Latinoamérica vive una alarmante crisis de seguridad. Es la región más violenta del planeta, fuera de las zonas de guerra. Según estimaciones del Banco Interamericano de Desarrollo, la región tiene 9% de la población mundial, pero registra un tercio de las víctimas de homicidios a nivel global y seis de cada 10 robos son cometidos con violencia. Y la justicia no ha logrado atacar ese problema. El 90% de los asesinatos no son resueltos y las cárceles, que debieran ofrecer alternativas para que los reclusos abandonen el crimen, han fallado.
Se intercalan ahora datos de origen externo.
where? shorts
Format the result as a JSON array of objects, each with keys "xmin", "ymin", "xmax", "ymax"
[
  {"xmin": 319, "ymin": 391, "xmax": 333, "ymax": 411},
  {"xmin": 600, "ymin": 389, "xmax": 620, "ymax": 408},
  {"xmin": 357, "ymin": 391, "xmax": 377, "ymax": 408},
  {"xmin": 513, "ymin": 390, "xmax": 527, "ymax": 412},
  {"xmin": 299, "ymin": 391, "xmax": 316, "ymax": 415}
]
Los gobiernos latinoamericanos han implementado políticas de mano dura para capturar y enjuiciar a delincuentes. Según un comparativo de estadísticas realizado por el Grupo de Diarios América (GDA), las primeras causas que llevaron a las personas a la cárcel en la mayoría de los 11 países evaluados están el robo o intento de robo y alguna infracción a la ley de drogas. Los otros motivos que se destacan son: extorsión (El Salvador), homicidio (Argentina, Colombia, Costa Rica, El Salvador y Venezuela) y violación sexual (Perú).

Según Marcelo Bergman, director del Centro de Estudios Latinoamericanos sobre Inseguridad y Violencia, con sede en Argentina, el problema de las políticas de los gobiernos de la región es que detienen a un delincuente que es reemplazado por otro. “El resultado es que se llenan las cárceles sin resolver el problema”, comenta.

Además, ese doble esfuerzo por capturar y enjuiciar como opción preferida para enfrentar el crimen y la inseguridad no va de la mano con una mejoría de las condiciones penales, aseguran expertos. A excepción de Puerto Rico, todos los países de Latinoamérica tienen una tasa de hacinamiento superior a 100%. En Venezuela, la cantidad de reclusos es más de cuatro veces superior al número de plazas de todo el sistema carcelario.

Según la Comisión Interamericana de Derechos Humanos, esos niveles de aglomeración generan una “masacre silenciosa” y agravan los problemas, como enfermedades o exposición de delincuentes menores a nuevos grados de crímenes.

El hacinamiento dificulta separar los presos según la gravedad de sus crímenes y, cuanta más gente está encarcelada, más difícil se hace para los agentes de seguridad mantener el control y el orden. La sobrepoblación se vincula también con la prisión preventiva. El procesamiento de los casos puede tardar años y las cárceles se van llenando de personas que no han sido condenadas. En promedio, 33.4% de los reclusos de la región están en esa situación.

Gustavo Fondevila, académico del Centro de Investigación y Docencia Económicas (CIDE), de México y quien se ha dedicado a estudiar en la última década las cárceles latinoamericanas, asegura que se ha dejado de lado tres objetivos fundamentales de las cárceles: ser un instrumento de disuasión para aquellos que consideran cometer delitos; ser una herramienta de incapacitación y reducción de delitos y ser un centro de rehabilitación y reinserción social. El experto afirma que el abandono de esos objetivos debe encender las alarmas.